Biography Mr. Laurents was fairly well established as a playwright — having scored critical plaudits with his 1945 Broadway debut, Home of the Brave, and a popular success with the 1952 Shirley Booth vehicle The Time of the Cuckoo — when he was asked, in quick succession, by Jerome Robbins to provide the librettos to two early efforts by Stephen Sondheim, who was then only recognized as a lyricist.
West Side Story placed him in collaboration not only with Sondheim, but Leonard Bernstein, on a show that would become a benchmark in mature musical theatre expression, not to mention a pinnacle in musical and choreographic achievement. It was Robbins who first approached Bernstein and Mr. Laurents about doing a modern musical version of Romeo and Juliet. Mr. Laurents and Bernstein, inspired by accounts of race riots in Los Angeles, later hatched the idea of making the story be about to rival youth gangs, one white, one Puerto Rican, in the New York City slums. Receiving nearly equal praise to Bernstein and Robbins' contributions was Mr. Laurents' tightly constructed, realistic, yet romantic text about the motivations and personal trials of two warring youth gangs — an unusual state of affairs in the musical theatre, where librettos were typically either discounted or ridiculed by critics. Though the West Side Story tale is essentially street melodrama, the details in Mr. Laurents libretto fleshed out the characters in crafty, subtle, economical ways. For example, you learn a great deal about virginal Maria in one sentence by Mr. Laurents: She's frustrated that she's made to wear a white dress, a color fit for "babies."

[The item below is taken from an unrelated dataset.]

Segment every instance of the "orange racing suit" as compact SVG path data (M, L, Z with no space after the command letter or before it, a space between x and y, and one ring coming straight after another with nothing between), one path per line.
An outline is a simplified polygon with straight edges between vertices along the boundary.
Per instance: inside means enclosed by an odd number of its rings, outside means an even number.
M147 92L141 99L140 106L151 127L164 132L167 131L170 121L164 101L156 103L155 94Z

Gypsy bowed on Broadway only two years later, teaming Mr. Laurents again with Sondheim and Robbins, as well as composer Jule Styne and star Ethel Merman. According to Mr. Laurents, Robbins insisted he write the book to a musical adaptation of stripper Gypsy Rose Lee's autobiography. After mulling the property for a while, the writer decided the show should focus not on Lee but on her mother. With a dry eye, the writer tracked the gradual rise and steep, steady fall of Mama Rose, a voracious stage mother whose two daughters are sacrificed to her undying ambition. Many musical historians consider the trenchant libretto the best ever written, the often shattering dramatic scenes easily the equal of the soaring songs.